Speaking of food ...
We spent the afternoon with our wonderful "son," Alain. He's our almost 20-year-old son from Rwanda who is a college student. We have hardly seen him since Christmas break because he has a very demanding course load, and he got a job on campus in the cafeteria "caf." (We are his American family. He has his own very loving and wonderful family back home in Kigali).
I took him to Wal-Mart today for some supplies, which included a hair product that neither one of us knew about but another guy on campus told him to get. He found the product, then we went to another part of the store for the next item on his list and got that. The next item on his list was a hair brush ... which happened to be on the same aisle as the first item! We just laughed and got a lot of exercise and cart maneuvering experience. We learn.
Earlier today I asked him how he liked his job and whether he's learning a lot about food service. Oh yes, he said.
A few hours later he asked if maybe I knew why something was occurring that was troubling him very much.
Why do they throw out the food?
How do you answer that to a young man who comes from a country that suffers widespread poverty (hunger) ... where many families continue to cook over an open fire ... and where the basic diet consists of beans and rice and tubar vegetables? (Not pizza, chicken fried steak, dill pickles, 125 choices on a restaurant menu, and 37 choices of chips in the grocery store aisle).
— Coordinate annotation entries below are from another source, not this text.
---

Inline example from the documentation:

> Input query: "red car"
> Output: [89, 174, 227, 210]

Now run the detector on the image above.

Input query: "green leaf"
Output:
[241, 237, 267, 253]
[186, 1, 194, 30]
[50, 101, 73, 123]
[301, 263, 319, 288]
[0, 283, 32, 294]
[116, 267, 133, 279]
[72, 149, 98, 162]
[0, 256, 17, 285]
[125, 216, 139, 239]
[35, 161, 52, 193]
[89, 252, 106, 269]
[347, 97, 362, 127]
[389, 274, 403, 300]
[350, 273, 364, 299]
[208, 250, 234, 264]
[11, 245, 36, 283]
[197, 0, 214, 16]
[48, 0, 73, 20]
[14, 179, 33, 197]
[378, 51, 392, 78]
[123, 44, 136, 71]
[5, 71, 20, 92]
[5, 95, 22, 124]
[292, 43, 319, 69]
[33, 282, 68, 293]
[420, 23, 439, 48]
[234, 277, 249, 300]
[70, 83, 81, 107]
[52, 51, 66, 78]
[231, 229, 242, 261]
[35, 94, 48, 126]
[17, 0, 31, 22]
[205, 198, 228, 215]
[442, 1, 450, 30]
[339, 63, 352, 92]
While I am very patriotic and love our country (and have a little entry coming about that later), this is ANOTHER one of those instances where I am embarrassed to explain another Americanism to him.
The answer, according to me, was that basically it is way more convenient to throw out the food than to deal with it - deal with storing it, deal with parceling it out to the needy.
And, I guessed, there are so many regulations governing food, that they are likely not allowed to give away the prepared food. I don't even know that this is true, but it probably is. That too is embarrassing to explain .... we don't give hungry people our delicious cooked food because should it make someone ill ... we will be liable and have consequences.
But he understood. What a drag.
I did encourage him to ask those questions on campus, maybe to the "caf" personnel for the real answers ... maybe he'll start something positive. A movement to share the food and share the wealth.